2004 Denver Annual Meeting (November 7–10, 2004)

Paper No. 12
Presentation Time: 4:30 PM

DATING FIRST MILLENNIUM AD EXPANSIONS OF ALASKAN COASTAL GLACIERS


WILES, Gregory C., Geology, The College of Wooster, 1189 Beall Ave, Wooster, OH 44691, YOUNG, Nicolas E., Geology, The College of Wooster, Wooster, OH 44691, BARCLAY, David J., Department of Geology, SUNY Cortland, PO Box 2000, SUNY Cortland, Cortland, NY 13045 and CALKIN, Parker E., Institute of Arctic and Alpine Research, Univ of Colorado, Boulder, CO 80309, gwiles@wooster.edu

Thirty radiocarbon ages and four floating tree-ring chronologies define glacier advances during the first millennium AD (FMA) from 10 forefields of land-terminating glaciers at coastal and near-coastal sites along the Gulf of Alaska. Recognition of these advances has been difficult because subsequent Little Ice Age ice expansions extended farther downvalley than the earlier FMA and in many cases have buried the earlier record. The radiocarbon data primarily derived from wood of buried forests suggest glacial pulses centered on AD 200, 500, 600-650 and 850 with a major peak in activity (10 of 30 ages) during AD 600-650.

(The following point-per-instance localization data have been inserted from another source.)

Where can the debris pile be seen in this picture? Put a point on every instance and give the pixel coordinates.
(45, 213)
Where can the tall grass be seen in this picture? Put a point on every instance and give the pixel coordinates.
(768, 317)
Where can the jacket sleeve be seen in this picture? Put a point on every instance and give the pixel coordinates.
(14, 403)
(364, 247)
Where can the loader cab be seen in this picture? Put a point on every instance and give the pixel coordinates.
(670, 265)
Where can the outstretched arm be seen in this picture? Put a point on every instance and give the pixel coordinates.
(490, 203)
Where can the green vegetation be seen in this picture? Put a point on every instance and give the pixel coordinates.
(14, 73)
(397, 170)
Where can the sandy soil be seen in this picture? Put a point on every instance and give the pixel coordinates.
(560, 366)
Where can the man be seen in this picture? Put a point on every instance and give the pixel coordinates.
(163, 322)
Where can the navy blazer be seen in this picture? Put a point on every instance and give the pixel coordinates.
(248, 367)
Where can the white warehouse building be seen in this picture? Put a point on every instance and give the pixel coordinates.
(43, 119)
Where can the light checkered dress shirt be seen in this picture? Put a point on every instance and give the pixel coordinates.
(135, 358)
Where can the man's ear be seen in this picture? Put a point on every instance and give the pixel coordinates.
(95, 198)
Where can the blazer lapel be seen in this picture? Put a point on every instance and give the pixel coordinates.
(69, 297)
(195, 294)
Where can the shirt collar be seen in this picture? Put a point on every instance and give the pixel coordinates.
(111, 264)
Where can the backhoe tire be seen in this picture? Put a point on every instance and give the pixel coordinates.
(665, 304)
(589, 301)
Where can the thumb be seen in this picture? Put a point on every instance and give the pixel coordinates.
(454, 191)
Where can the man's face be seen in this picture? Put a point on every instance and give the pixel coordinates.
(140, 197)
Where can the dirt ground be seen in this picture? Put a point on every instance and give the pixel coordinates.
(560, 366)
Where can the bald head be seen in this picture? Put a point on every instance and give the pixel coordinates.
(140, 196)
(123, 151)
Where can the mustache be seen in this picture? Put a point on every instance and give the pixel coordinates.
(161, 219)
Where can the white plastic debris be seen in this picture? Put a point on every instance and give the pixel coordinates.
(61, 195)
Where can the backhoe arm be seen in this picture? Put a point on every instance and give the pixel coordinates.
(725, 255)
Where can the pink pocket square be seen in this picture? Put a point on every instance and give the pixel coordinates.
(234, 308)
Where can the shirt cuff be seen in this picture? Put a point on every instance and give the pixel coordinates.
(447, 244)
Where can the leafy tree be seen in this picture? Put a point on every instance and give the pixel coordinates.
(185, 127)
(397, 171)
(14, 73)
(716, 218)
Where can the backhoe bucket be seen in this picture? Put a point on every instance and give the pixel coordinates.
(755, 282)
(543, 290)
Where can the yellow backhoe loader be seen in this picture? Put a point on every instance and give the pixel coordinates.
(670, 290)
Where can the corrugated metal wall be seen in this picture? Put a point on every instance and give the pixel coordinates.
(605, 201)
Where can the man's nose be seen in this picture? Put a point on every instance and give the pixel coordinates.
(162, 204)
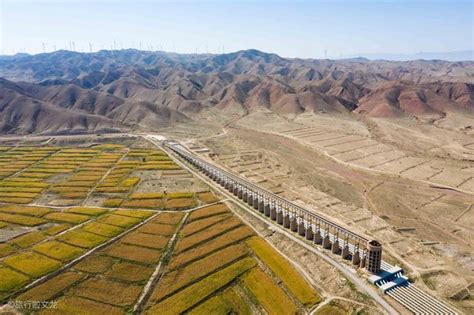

Other glacial and nonglacial paleoenvironmental records corroborate this FMA interval as a cold time. Four Alaskan tidewater glaciers were expanding and at least four glaciers from the Coast Range of British Columbia also show expansion during the FMA. Lake records from the Alaska Range show a cold interval centered on AD 600 and from Kodiak, salmon productivity may also have been low during this time. Also from Alaska, the archaeological record shows that the coastal Kachemak Tradition may have been impacted by environmental changes possibly linked to climate variations.

Efforts are underway to precisely tree-ring date the buried forests preserved by these ice expansions. Presently, a tree ring-width series spans from AD 585 through 2003. The more precise calendar dating will help further refine the structure of climate variability during the FMA inferred from the glacial geologic proxy records.